Now, the mid-September release has been cancelled. NBC’s Andrea Mitchell reported that its evidence was lacking. Then the Sunday Times of London reported that "Britain and America have decided to delay indefinitely the publication of a full report on Iraq’s weapons of mass destruction after inspectors found no evidence that any such weapons exist." Sify.com (India) re-produced the Times report, but it hasn’t been a subject in our press, as of yet.

Exit Strategy? The most conservative Weekly Standard (Reuel Marc Gerecht, 9/22) posits that there is an exit strategy: Though far from fine-tuned, the Bush administration has finally developed an exit strategy for Iraq. The strategy has two prongs. Through the State Department, the administration will seek to "internationalize" the forces of occupation by obtaining a new U.N. Security Council resolution that would "authorize" Turks, Pakistanis, Bangladeshis, Moroccans, Indians, and even the French to send their troops. Concurrently through the Defense Department, it will strive to create larger all-Iraqi police and military forces that can work together with--and ideally replace--American soldiers who battle former Baathists, militant Sunni fundamentalists, and foreign jihadists. The approaches are complementary and separable: No matter what happens in the Security Council, the Pentagon will increasingly hand off internal security to the natives, sooner rather than later.

Venezuela: Not yet!
The “recall” effort to oust President Hugo Chavez failed, as election authorities threw out an opposition petition for a referendum on ending his rule.
The National Elections Council ruled Friday that opponents violated Venezuela's Constitution by conducting the petition drive before the midpoint of Chavez's six-year term Aug. 19. Organizers collected more than 3 million signatures.
So, as was true in regards to Chile and Allende in 1970, Washington will work on other schemes to displace Chavez.

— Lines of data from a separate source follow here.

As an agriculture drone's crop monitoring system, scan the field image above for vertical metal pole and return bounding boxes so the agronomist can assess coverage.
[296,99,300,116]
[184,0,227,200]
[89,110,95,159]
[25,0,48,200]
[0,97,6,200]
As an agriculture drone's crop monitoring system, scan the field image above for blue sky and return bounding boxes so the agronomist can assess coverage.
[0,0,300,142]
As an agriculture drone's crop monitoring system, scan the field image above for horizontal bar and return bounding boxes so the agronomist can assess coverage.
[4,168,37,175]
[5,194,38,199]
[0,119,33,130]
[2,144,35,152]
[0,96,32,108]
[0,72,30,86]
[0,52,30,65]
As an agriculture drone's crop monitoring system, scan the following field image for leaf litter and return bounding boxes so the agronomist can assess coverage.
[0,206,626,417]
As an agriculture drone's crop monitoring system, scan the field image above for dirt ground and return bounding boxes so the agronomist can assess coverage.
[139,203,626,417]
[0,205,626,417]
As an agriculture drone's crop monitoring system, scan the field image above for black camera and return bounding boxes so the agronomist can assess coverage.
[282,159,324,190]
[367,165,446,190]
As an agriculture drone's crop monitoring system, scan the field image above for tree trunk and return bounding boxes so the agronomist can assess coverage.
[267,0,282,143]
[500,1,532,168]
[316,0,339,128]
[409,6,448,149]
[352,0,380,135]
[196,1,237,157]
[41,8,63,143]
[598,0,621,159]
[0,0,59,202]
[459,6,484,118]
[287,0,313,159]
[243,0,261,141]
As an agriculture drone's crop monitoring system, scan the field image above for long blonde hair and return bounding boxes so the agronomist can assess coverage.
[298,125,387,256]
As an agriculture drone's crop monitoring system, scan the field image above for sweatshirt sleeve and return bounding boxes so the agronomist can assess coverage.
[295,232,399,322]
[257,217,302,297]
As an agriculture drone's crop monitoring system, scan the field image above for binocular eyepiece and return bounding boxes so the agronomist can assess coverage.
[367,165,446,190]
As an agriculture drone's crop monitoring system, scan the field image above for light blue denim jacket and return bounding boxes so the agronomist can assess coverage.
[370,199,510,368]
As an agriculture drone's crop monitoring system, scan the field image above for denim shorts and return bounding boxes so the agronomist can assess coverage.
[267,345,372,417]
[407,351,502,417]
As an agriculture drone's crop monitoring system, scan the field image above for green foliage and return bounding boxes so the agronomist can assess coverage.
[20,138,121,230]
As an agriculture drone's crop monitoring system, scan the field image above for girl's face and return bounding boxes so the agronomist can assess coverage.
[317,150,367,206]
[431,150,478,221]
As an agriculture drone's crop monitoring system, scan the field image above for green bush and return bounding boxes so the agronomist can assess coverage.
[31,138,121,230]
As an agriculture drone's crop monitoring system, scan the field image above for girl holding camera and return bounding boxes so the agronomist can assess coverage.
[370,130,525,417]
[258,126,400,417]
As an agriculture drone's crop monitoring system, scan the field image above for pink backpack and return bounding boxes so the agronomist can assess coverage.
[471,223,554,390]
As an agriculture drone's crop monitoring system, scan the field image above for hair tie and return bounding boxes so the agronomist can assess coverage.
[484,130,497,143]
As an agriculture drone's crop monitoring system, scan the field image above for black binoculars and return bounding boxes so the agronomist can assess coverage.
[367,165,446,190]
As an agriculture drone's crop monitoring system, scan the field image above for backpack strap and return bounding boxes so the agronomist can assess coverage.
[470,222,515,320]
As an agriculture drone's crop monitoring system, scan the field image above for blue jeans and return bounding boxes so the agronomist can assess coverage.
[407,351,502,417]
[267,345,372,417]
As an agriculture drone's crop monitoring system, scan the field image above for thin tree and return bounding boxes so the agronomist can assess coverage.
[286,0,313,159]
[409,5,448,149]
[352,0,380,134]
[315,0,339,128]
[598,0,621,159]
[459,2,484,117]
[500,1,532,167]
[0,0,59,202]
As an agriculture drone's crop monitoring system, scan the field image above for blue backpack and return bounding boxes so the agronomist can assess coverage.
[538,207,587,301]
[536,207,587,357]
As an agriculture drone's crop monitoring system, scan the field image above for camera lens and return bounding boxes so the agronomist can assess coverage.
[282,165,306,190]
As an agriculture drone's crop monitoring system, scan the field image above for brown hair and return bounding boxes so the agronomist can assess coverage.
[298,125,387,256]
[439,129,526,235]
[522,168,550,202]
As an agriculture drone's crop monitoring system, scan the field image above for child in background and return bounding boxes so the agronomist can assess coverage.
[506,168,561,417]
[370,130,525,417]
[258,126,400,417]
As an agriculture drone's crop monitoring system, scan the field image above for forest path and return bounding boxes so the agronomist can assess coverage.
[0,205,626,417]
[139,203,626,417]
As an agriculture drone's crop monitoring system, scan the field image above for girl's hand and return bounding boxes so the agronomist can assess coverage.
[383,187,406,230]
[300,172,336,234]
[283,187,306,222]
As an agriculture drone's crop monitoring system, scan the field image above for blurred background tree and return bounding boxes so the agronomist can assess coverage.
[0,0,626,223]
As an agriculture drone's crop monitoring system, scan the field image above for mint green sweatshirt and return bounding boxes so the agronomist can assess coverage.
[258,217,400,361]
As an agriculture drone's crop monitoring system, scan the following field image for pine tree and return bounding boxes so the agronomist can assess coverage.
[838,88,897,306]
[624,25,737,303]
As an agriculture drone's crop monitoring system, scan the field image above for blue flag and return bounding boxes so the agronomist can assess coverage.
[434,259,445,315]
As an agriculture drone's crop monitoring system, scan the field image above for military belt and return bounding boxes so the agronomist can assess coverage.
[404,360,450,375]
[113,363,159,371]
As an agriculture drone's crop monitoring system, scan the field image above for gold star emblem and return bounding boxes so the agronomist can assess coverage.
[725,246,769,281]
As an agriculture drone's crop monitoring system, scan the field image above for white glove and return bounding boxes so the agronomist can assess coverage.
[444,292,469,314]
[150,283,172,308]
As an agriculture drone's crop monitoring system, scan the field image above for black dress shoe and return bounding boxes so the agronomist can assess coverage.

Perspective, via Jeffrey Sachs (Earth Institute, Columbia U.):
He’s been on NPR and in Saturday’s Globe. He calls for us to leave Iraq in multi-national hands. For those in missed- [http://www.boston.com/news/globe/editorial_opinion/oped/articles/2003/09/13/a_better_use_for_our_87b?mode=PF]
This year Bush asked for only $200 million for the Global Fund to Fight AIDS, TB, and Malaria, a sum equal to 1.5 days of spending on the US occupying forces in Iraq. The US annual contributions to fight malaria are less than the costs of one day’s occupation, and as a result, 3 million Africans will die needlessly from that preventable and treatable disease. But who is talking about $87 billion for the 30 million Africans dying from the effects of HIV/AIDS, or the children dying of malaria, or the 15 million AIDS orphans, or the dispossessed of Liberia and Sierra Leone, or the impoverished children of America without medical insurance?